3. “I tried delegating once and it didn’t work well.”

This excuse makes the assumption that if something doesn’t happen the first time, it isn’t worth doing. But how many things in life are accomplished on the first try? You can identify which part of delegation was ineffective and change that part to do it better the next time. Learning how to delegate effectively is a skill that requires practice. Each time you try, make it a learning experience and be assured that as your skill grows, you are getting closer to becoming competent at delegation.

4. “I am afraid that if I delegate something, it won’t get done the way I want.”
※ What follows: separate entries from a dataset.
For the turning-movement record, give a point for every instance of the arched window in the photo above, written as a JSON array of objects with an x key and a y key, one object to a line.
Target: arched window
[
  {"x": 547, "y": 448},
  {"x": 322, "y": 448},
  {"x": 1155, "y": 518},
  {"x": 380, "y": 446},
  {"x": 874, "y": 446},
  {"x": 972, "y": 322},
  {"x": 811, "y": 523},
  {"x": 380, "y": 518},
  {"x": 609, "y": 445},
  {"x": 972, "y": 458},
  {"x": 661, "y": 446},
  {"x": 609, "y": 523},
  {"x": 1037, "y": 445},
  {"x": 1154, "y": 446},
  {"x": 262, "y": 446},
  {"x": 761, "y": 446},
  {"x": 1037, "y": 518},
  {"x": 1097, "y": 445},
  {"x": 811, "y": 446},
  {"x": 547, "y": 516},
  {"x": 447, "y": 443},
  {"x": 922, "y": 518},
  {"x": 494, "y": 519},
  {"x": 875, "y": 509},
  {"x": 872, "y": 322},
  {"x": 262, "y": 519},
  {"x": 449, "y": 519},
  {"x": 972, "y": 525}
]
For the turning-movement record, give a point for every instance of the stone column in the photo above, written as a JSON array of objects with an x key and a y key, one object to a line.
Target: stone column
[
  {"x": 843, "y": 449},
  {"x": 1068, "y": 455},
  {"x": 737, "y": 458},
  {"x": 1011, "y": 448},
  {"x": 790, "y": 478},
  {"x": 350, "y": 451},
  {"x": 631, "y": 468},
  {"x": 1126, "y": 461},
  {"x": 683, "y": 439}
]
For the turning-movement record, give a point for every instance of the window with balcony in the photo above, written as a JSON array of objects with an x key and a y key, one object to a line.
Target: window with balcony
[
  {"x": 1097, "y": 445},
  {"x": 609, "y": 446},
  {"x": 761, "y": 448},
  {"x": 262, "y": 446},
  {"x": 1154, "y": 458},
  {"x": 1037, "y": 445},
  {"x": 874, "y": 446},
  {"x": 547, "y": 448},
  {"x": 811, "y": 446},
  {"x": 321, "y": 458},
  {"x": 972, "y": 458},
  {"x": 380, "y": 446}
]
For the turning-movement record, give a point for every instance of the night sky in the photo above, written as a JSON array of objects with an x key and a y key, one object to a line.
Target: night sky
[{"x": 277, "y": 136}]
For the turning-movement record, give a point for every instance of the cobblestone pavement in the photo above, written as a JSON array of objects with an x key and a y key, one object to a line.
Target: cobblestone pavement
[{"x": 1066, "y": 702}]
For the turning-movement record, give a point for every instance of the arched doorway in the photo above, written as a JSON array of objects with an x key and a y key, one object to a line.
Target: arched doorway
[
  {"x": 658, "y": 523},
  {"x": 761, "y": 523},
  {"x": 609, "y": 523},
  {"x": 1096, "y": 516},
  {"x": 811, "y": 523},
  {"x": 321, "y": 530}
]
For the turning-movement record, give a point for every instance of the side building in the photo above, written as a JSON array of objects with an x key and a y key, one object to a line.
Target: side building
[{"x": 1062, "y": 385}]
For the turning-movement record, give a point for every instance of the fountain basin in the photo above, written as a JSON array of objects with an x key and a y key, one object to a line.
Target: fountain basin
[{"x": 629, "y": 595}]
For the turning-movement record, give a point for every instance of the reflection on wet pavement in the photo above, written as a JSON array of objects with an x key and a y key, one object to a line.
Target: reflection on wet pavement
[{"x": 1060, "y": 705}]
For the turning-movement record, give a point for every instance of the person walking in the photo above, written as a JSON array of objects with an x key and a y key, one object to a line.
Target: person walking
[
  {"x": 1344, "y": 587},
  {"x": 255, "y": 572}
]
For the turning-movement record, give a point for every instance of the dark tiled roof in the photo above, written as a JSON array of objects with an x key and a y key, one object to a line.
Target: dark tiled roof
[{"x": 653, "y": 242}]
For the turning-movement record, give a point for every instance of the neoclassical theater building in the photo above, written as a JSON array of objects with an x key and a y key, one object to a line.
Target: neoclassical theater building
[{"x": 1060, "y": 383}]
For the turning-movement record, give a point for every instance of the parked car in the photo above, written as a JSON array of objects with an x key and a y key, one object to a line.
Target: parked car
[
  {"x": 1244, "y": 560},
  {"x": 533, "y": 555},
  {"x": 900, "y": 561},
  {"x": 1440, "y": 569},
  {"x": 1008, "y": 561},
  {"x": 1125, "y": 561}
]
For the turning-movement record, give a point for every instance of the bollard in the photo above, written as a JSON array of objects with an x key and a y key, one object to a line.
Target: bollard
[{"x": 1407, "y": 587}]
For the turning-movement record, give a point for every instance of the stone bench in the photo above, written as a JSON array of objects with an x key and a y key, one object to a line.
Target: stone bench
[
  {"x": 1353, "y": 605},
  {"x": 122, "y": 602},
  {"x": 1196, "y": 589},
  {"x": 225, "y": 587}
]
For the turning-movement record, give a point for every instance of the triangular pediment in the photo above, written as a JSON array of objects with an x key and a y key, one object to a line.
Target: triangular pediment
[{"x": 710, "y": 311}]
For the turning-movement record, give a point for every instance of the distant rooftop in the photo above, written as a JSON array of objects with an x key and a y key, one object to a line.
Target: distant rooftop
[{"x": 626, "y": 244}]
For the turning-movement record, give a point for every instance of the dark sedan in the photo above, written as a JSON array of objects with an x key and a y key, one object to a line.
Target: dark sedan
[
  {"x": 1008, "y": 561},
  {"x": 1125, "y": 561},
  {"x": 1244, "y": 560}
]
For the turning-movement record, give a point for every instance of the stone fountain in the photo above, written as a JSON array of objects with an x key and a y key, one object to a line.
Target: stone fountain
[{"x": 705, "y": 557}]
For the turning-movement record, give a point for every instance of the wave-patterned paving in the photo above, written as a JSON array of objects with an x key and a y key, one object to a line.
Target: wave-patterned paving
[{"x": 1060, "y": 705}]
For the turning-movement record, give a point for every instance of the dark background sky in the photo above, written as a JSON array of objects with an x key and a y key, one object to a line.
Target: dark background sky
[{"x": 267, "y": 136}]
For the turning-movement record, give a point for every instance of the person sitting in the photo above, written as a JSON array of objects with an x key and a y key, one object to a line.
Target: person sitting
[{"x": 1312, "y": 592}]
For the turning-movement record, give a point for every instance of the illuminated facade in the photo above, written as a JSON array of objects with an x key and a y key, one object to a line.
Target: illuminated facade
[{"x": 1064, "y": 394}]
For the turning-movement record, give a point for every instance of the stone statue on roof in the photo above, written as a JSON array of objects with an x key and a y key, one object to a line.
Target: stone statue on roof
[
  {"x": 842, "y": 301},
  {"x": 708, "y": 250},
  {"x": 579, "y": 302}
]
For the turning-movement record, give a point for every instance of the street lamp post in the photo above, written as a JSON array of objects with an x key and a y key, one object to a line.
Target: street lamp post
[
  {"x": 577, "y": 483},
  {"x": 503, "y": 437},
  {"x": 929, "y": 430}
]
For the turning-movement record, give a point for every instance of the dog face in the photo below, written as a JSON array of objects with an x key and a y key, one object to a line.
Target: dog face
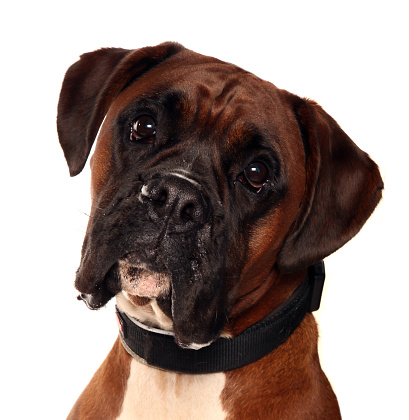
[{"x": 204, "y": 179}]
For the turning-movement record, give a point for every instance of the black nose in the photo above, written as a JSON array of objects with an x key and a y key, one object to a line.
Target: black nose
[{"x": 179, "y": 201}]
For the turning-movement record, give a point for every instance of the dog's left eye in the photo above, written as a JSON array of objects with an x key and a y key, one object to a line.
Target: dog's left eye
[
  {"x": 143, "y": 128},
  {"x": 254, "y": 176}
]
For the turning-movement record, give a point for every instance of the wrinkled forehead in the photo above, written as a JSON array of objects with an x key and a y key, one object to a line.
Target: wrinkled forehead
[{"x": 208, "y": 93}]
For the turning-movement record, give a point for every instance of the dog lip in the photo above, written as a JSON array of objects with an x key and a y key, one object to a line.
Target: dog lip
[{"x": 138, "y": 279}]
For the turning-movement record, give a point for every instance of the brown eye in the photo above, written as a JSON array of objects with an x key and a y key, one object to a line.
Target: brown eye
[
  {"x": 144, "y": 128},
  {"x": 256, "y": 174}
]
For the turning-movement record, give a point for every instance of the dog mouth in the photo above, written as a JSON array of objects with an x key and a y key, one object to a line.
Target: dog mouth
[{"x": 138, "y": 280}]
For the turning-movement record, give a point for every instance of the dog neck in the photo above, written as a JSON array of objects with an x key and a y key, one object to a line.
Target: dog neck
[{"x": 156, "y": 347}]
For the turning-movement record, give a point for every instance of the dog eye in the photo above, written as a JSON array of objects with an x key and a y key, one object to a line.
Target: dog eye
[
  {"x": 256, "y": 175},
  {"x": 143, "y": 128}
]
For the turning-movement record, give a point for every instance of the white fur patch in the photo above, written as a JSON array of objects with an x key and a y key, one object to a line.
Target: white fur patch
[{"x": 155, "y": 394}]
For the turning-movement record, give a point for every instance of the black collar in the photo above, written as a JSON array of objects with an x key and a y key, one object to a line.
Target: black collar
[{"x": 157, "y": 348}]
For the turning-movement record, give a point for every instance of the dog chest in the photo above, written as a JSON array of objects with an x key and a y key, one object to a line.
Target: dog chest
[{"x": 155, "y": 394}]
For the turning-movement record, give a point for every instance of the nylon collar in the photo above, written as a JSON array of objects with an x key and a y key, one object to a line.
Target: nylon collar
[{"x": 157, "y": 348}]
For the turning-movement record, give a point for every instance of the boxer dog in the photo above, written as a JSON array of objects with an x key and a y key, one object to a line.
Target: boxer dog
[{"x": 213, "y": 191}]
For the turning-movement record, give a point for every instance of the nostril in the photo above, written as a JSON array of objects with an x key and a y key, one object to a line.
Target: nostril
[
  {"x": 187, "y": 212},
  {"x": 162, "y": 197}
]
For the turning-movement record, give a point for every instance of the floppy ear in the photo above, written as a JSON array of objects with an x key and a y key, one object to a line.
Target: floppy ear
[
  {"x": 343, "y": 188},
  {"x": 89, "y": 87}
]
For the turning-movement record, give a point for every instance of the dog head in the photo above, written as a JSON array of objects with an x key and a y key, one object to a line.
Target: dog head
[{"x": 204, "y": 179}]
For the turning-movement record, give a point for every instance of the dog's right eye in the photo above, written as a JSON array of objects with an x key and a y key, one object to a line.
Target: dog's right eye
[{"x": 143, "y": 128}]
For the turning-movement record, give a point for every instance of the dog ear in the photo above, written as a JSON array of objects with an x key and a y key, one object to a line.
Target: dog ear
[
  {"x": 343, "y": 187},
  {"x": 89, "y": 87}
]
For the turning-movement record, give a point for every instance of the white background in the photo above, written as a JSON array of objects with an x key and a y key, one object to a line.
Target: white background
[{"x": 349, "y": 56}]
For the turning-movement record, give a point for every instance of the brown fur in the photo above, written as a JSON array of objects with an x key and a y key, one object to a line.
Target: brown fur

Effective delegation requires that you are able to specify the outcome you desire and to check in with the person doing the work so that he/she doesn’t get too far off track before you redirect in the right direction. Schedule frequent check ins in the beginning when someone doesn’t yet know your style and consider it an investment in the future. After you establish that you and the worker are in sync about expectations, you won’t have to track milestone progress so carefully.

5. “I’m afraid I will hire someone and then realize I made a mistake and be stuck with the person.”

Many entrepreneurs find that it is easier if their first hire is an independent contractor / freelancer rather than a permanent employee. This way, you can evaluate for a trial period if there is a good match between what the freelancer offers and what you need. Make sure to follow the IRS guidelines about hiring an independent contractor, including the rules about allowing the freelancer to have control and independence about how he/she accomplishes his/her tasks as long as the output matches your expectations.

6. “I don’t know where to find freelancers.”

There are lots of resources now to find talented individuals to hire. HireMyMom.comELance.comGuru.com, and oDesk.com are just a few of them. If you would rather investigate resources closer to home, contact the career services office of a local university and find out how to post a job to hire a student.

Once you taste the freedom that effective delegation brings, you will be so glad you learned how to do it. Then the only task left to do is to figure out the best ways to use all that time you have freed up!